Wraps an EvalSuite with run history, pass-rate tracking, and regression detection. Useful for monitoring agent quality over time in CI.

import { EvalHarness } from 'swarmwire'

const harness = new EvalHarness({
  name: 'code-review-quality',
  suite: myEvalSuite,
  greenThreshold: 0.8,   // pass rate required for "green". Default 0.8
  storage: memoryBackend, // optional — persist history
})

// Run the harness — execFn provides (input, output) to the eval suite
const record = await harness.run(async () => {
  const result = await swarm.execute('Review this code')
  return { input: 'Review this code', output: result.output }
})

console.log(record.averageScore)  // 0-1
console.log(record.passed)        // true if score >= greenThreshold
console.log(record.results)       // per-eval breakdown

// Full report with trend analysis
const report = harness.report()
console.log(report.passRate)      // fraction of runs that passed
console.log(report.trend)         // 'improving' | 'stable' | 'degrading'
console.log(report.regressions)   // eval names that regressed vs last run

// Check if this run regressed vs the previous
const regressed = harness.checkRegression(record)

// Raw history
const history = harness.getHistory()
// [{ runId, timestamp, averageScore, passed, results }]

HarnessReport shape

interface HarnessReport {
  harnessName: string
  totalRuns: number
  passRate: number              // fraction of runs that passed
  lastRun?: HarnessRunRecord
  trend: 'improving' | 'stable' | 'degrading'  // based on last 3 runs
  regressions: string[]         // eval names that scored worse
}

CI integration

// vitest / jest example
import { describe, it, expect } from 'vitest'

describe('code-review harness', () => {
  it('stays green', async () => {
    const record = await harness.run(async () => ({
      input: testInput,
      output: await swarm.execute(testInput),
    }))
    expect(record.passed).toBe(true)
    expect(harness.checkRegression(record)).toBe(false)
  })
})

Trajectory Evaluation

Source: src/testing/trajectory-eval.ts Paper: TRACE multi-dimension trajectory evaluation

Evaluate the quality of an agent's execution trajectory across five dimensions. Useful for measuring improvement across iterations or comparing two approaches.

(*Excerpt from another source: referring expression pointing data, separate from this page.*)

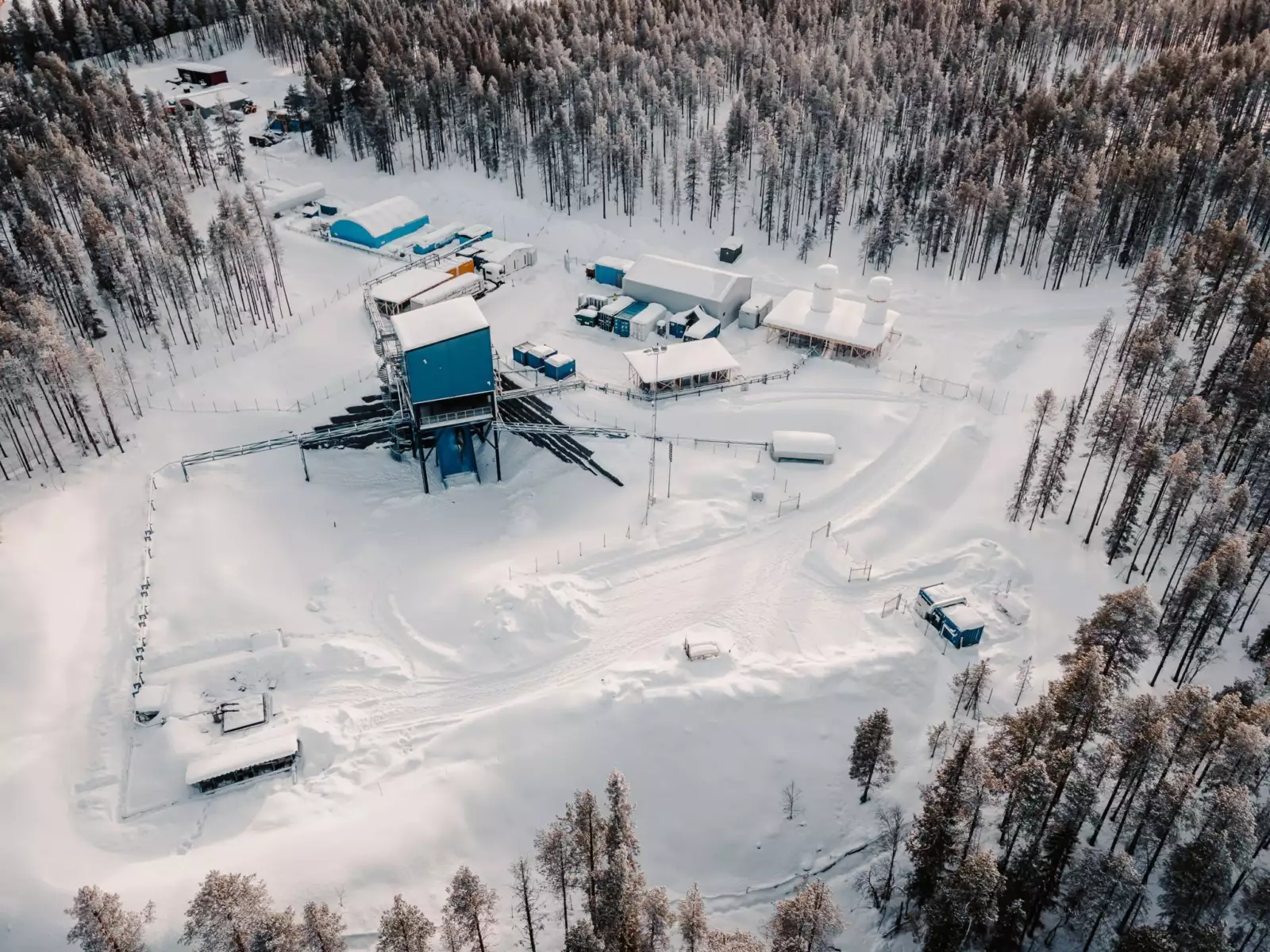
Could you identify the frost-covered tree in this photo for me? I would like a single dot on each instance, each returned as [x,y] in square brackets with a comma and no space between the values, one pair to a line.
[692,920]
[404,928]
[872,761]
[323,928]
[102,924]
[1124,628]
[226,913]
[1043,412]
[806,922]
[470,907]
[526,903]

import { evalTrajectory, compareTrajectories } from 'swarmwire'

const trajectory = {
  steps: [
    { type: 'tool_call', toolName: 'search_web', input: { query: '...' }, output: '...' },
    { type: 'tool_call', toolName: 'read_file', input: { path: '...' }, output: '...' },
    { type: 'llm_call', prompt: '...', response: 'Final answer...' },
  ],
  finalOutput: 'Final answer...',
  expectedOutput: 'Expected answer...',
  plannedSteps: ['search_web', 'analyze', 'summarize'],
}

const result = await evalTrajectory(trajectory, {
  expectedOutput: 'Expected answer...',
  plannedSteps: ['search_web', 'analyze', 'summarize'],
  maxExpectedSteps: 5,

  // Custom outcome scorer (optional)
  outcomeScorer: async (output, expected) => {
    return output.includes(expected) ? 1.0 : 0.5
  },
})

console.log(result.dimensions)
// {
//   stepEfficiency: 0.8,    // actual steps / expected steps (closer to 1 = better)
//   toolPrecision: 0.9,     // fraction of tool calls that produced useful output
//   backtrackRate: 0.1,     // fraction of steps that reversed previous work
//   planAdherence: 0.7,     // LCS(actual, planned) / planned.length
//   outcomeQuality: 0.85,   // custom scorer or text similarity to expected
// }

console.log(result.overallScore)   // weighted average
console.log(result.passed)         // true if overallScore >= threshold

// Compare two trajectories
const comparison = await compareTrajectories(trajectoryA, trajectoryB, config)
console.log(comparison.better)     // 'a' | 'b' | 'tie'
console.log(comparison.scoreA)
console.log(comparison.scoreB)
console.log(comparison.delta)
console.log(comparison.breakdown)  // per-dimension winner

Dimension weights

Dimension Default Weight What it measures
stepEfficiency 0.2 Avoids unnecessary extra steps
toolPrecision 0.2 Tool calls return useful, non-empty results
backtrackRate 0.2 Low redundancy and contradiction
planAdherence 0.2 Follows the intended plan (LCS-based)
outcomeQuality 0.2 Final output quality vs expected

Weights are configurable via TrajectoryEvalConfig.weights.